From a1b560072a655a894953e7fde4877f0c672ab138 Mon Sep 17 00:00:00 2001
From: shatfield4 <seanhatfield5@gmail.com>
Date: Tue, 18 Mar 2025 17:06:09 -0700
Subject: [PATCH 1/3] remove summarization from web-scraping flow block

---
 .../agentFlows/executors/web-scraping.js      | 26 ++-----------------
 1 file changed, 2 insertions(+), 24 deletions(-)
diff --git a/server/utils/agentFlows/executors/web-scraping.js b/server/utils/agentFlows/executors/web-scraping.js
index 3e9d0462af4..b2b15f04880 100644
--- a/server/utils/agentFlows/executors/web-scraping.js
+++ b/server/utils/agentFlows/executors/web-scraping.js
@@ -1,7 +1,4 @@
 const { CollectorApi } = require("../../collectorApi");
-const { TokenManager } = require("../../helpers/tiktoken");
-const Provider = require("../../agents/aibitat/providers/ai-provider");
-const { summarizeContent } = require("../../agents/aibitat/utils/summarize");
 
 /**
  * Execute a web scraping flow step
@@ -11,7 +8,7 @@ const { summarizeContent } = require("../../agents/aibitat/utils/summarize");
  */
 async function executeWebScraping(config, context) {
   const { url, captureAs = "text" } = config;
-  const { introspect, logger, aibitat } = context;
+  const { introspect, logger } = context;
   logger(
     `\x1b[43m[AgentFlowToolExecutor]\x1b[0m - executing Web Scraping block`
   );
@@ -40,26 +37,7 @@ async function executeWebScraping(config, context) {
     throw new Error("There was no content to be collected or read.");
   }
 
-  const tokenCount = new TokenManager(
-    aibitat.defaultProvider.model
-  ).countFromString(content);
-  const contextLimit = Provider.contextLimit(
-    aibitat.defaultProvider.provider,
-    aibitat.defaultProvider.model
-  );
-  if (tokenCount < contextLimit) return content;
-
-  introspect(
-    `This page's content is way too long (${tokenCount} tokens).

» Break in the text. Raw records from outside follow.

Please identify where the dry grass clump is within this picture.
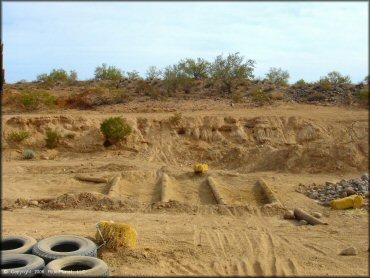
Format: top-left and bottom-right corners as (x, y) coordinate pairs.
(9, 130), (31, 143)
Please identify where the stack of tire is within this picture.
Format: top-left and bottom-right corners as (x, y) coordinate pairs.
(1, 235), (109, 277)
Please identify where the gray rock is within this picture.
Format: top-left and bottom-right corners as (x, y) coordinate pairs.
(339, 246), (358, 256)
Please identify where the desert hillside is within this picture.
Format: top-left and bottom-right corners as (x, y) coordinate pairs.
(2, 98), (369, 276)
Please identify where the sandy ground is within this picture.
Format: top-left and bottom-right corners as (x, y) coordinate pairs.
(2, 103), (369, 276)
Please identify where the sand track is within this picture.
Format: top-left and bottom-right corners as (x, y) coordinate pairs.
(2, 105), (369, 276)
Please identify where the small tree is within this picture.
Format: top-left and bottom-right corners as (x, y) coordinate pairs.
(100, 117), (132, 146)
(178, 58), (211, 80)
(95, 64), (124, 80)
(209, 52), (255, 93)
(321, 71), (351, 85)
(266, 68), (289, 86)
(146, 66), (162, 80)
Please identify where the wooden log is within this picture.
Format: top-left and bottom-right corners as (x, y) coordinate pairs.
(257, 179), (281, 206)
(108, 175), (121, 197)
(161, 173), (170, 202)
(294, 208), (328, 225)
(207, 177), (226, 205)
(75, 175), (108, 183)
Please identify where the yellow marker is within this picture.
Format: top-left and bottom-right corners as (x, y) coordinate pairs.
(194, 164), (208, 173)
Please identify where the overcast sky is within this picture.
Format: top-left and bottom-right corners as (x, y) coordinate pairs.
(2, 1), (369, 83)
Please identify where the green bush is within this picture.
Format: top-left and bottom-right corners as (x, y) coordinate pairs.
(209, 52), (255, 93)
(266, 68), (289, 86)
(318, 78), (333, 92)
(251, 89), (270, 106)
(294, 79), (309, 88)
(231, 91), (244, 103)
(100, 117), (132, 145)
(163, 65), (192, 93)
(23, 149), (36, 159)
(169, 112), (182, 125)
(17, 90), (56, 110)
(37, 69), (77, 86)
(127, 70), (142, 80)
(95, 64), (124, 80)
(146, 66), (162, 80)
(321, 71), (351, 85)
(9, 130), (31, 143)
(307, 92), (326, 101)
(45, 130), (62, 149)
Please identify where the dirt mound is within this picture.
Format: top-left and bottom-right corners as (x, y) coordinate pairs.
(41, 192), (139, 212)
(2, 109), (369, 173)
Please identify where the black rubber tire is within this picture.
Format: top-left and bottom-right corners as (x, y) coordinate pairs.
(1, 254), (45, 277)
(32, 235), (97, 263)
(43, 256), (109, 277)
(1, 235), (37, 255)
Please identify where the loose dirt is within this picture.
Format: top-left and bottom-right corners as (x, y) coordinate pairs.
(2, 101), (369, 276)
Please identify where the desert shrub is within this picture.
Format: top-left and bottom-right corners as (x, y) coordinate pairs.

I will summarize it right now.`
-  );
-  const summary = await summarizeContent({
-    provider: aibitat.defaultProvider.provider,
-    model: aibitat.defaultProvider.model,
-    content,
-  });
-
-  introspect(`Successfully summarized content`);
-  return summary;
+  return content;
 }
 
 /**

From 6040718116b2f78685768d64dba6f1870050c150 Mon Sep 17 00:00:00 2001
From: shatfield4 <seanhatfield5@gmail.com>
Date: Tue, 18 Mar 2025 17:18:49 -0700
Subject: [PATCH 2/3] add option to enable/disable summarization in
 web-scraping block

---
 .../nodes/WebScrapingNode/index.jsx           | 36 ++++++++++++++++-
 .../agentFlows/executors/web-scraping.js      | 39 +++++++++++++++++--
 2 files changed, 70 insertions(+), 5 deletions(-)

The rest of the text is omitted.